Rédaction Africa Links 24 with Daily Nation
Published on 2024-02-02 21:00:00
The annual budget making process in Kenya follows a structured approach as defined in section 35 of the Public Finance Management Act. This process begins with integrated development planning, encompassing both long-term and medium-term planning. Vision 2023 serves as the existing long-term plan, while various regimes and governors have formulated their medium-term plans such as the KK regime’s ‘Plan’ and county integrated development plans (CIDPs).
Following the planning phase, financial and economic policies and priorities are determined over the medium term, known as the medium-term expenditure framework (MTEF). This phase often sees a transition period when a new administration attempts to align the existing priorities with their own, while maintaining necessary continuity in ongoing projects and civil services.
The formulated medium-term plans are then translated into revenue and expenditure estimates in the Budget Policy Statement (BPS), tabled for adoption by Parliament by February each year. This process plays a crucial role in turning a regime’s ideas and policies into funded and actionable programs, mirroring the priorities of the government.
Once the estimates are prepared, the three arms of state – national government, the Judiciary, and Parliament – submit budget estimates separately for approval by the National Assembly. Subsequently, the National Assembly enacts the Appropriation Bill, along with other necessary Bills to implement budgetary proposals, including the debt management strategy and finance bill.

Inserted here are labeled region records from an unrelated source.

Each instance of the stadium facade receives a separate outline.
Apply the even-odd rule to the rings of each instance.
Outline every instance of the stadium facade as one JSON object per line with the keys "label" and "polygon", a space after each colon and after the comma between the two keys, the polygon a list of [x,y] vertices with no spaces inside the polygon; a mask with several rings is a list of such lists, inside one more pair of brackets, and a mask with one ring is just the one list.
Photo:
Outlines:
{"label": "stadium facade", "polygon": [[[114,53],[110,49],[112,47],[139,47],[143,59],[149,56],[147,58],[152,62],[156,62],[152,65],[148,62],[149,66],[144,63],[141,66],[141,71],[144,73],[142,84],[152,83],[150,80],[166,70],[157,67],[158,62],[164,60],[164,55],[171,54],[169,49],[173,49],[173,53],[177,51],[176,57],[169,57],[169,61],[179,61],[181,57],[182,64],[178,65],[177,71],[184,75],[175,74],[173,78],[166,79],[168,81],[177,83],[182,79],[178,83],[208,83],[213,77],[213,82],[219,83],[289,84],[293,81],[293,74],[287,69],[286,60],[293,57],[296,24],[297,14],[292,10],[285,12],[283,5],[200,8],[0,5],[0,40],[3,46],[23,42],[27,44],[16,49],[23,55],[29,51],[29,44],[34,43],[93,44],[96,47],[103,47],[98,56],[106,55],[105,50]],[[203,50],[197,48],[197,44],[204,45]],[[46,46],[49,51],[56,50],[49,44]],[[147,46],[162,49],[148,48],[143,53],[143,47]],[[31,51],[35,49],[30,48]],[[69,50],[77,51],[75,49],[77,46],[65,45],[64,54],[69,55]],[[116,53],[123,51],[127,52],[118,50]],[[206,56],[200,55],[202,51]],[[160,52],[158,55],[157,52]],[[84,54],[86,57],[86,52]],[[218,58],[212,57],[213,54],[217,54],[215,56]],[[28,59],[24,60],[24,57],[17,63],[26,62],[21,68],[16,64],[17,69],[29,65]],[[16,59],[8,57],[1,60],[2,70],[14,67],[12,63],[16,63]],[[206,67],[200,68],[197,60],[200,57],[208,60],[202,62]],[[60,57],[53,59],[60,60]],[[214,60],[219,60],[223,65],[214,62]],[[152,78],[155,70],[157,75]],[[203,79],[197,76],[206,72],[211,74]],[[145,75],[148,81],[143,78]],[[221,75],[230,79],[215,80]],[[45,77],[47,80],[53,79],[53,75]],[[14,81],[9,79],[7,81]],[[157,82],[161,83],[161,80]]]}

The most recent Budget Policy Statement proposed 4.2 trillion shillings in expenditures, with a significant portion to be financed through taxes and borrowing. The regime suggested a range of taxation measures, including the re-introduction of minimum tax, new VAT on education and insurance services, excise duty reform for alcoholic beverages, and exploration of taxation in the agriculture and informal sectors.
However, the formulation of revenue estimates often leads to overstating tax revenues, resulting in a hidden budget deficit and pending bills. Revenue shortfalls, coupled with debt servicing and increasing public debt, contribute to the financial challenges faced by the government. As a result, the fiscal consolidation and deficit reduction targets outlined in the budget policy statement may not be attainable.
Going forward, the medium-term expenditure framework maintains these trends, indicating a bleak financial outlook. The government’s reliance on borrowing and taxation to finance expenditures calls for a careful re-evaluation of fiscal policies and revenue strategies to ensure sustainable financial management.
In conclusion, the annual budget making process in Kenya involves various stages, from integrated planning to the formulation of revenue and expenditure estimates. However, challenges related to revenue shortfalls, public debt, and deficit reduction efforts highlight the need for strategic financial management and policy reform to ensure sustainable economic growth and stability.